Platform anonim seperti Secreto mampu memberikan kebebasan yang brutal untuk penggunanya dalam mengungkapkan sesuatu kepada target yang dituju. Dari sana lah ujaran kebencian lahir.
Pada awal abad ke-20, rentetan serangan racun merebak, dan dengan sangat kejam merenggut banyak korban. Fenomena itu telah menyebabkan terjadinya kekacauan di berbagai area di negara-negara Barat.
Lain halnya dengan sianida, sarin, atau arsenik yang dikemas di dalam tabung, racun ini disimpan di dalam selongsong yang acap dikenal dengan sebutan pena, lebih tepatnya pena racun. Karena racun varian itu adalah kata-kata, yang punya level mematikan setara pedang, ia tidak hanya melukai, tetapi juga membunuh.
Pena racun atau poison-pen ialah surat yang ditulis berbumbu kebencian serta dendam yang lazimnya bersifat anonim. Adapun dalam bahasa Indonesia, pena racun dikenal lewat istilah surat kaleng.

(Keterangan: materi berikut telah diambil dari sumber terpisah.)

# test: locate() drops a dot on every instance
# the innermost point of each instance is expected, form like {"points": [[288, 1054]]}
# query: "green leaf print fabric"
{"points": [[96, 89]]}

Saking mewabahnya fenomena ini pada tahun 1909 hingga 1934, sampai-sampai banyak novel dan film yang dinarasikan dengan tema kasus pena racun kala itu.
Penulis beken Inggris, Agatha Christie, memberi tajuk pada salah satu novelnya "Pena Racun" atau "The Moving Finger". Ia bahkan menyebut tokoh penulis surat anonim pada kisah novel itu, yang telah melakukan pembunuhan, dengan nama Pena Racun sampai misteri terpecahkan.
Hari ini, pena racun hadir dalam bentuk yang lebih praktis serta berbasis digital. Tidak butuh kertas ataupun pena. Cukup mendaftar melalui gawai–hanya dalam beberapa menit saja–pena racun sudah siap untuk dilontarkan pada sasaran.
Salah satu platform media sosial yang memfasilitasi perpesanan anonim ini adalah Secreto. Lewat situs yang sudah ada sejak tahun 2018 itu siapa pun bisa mengirim pesan anonim kepada para pengguna. Ya, siapa saja, tanpa harus mendaftar lebih dahulu.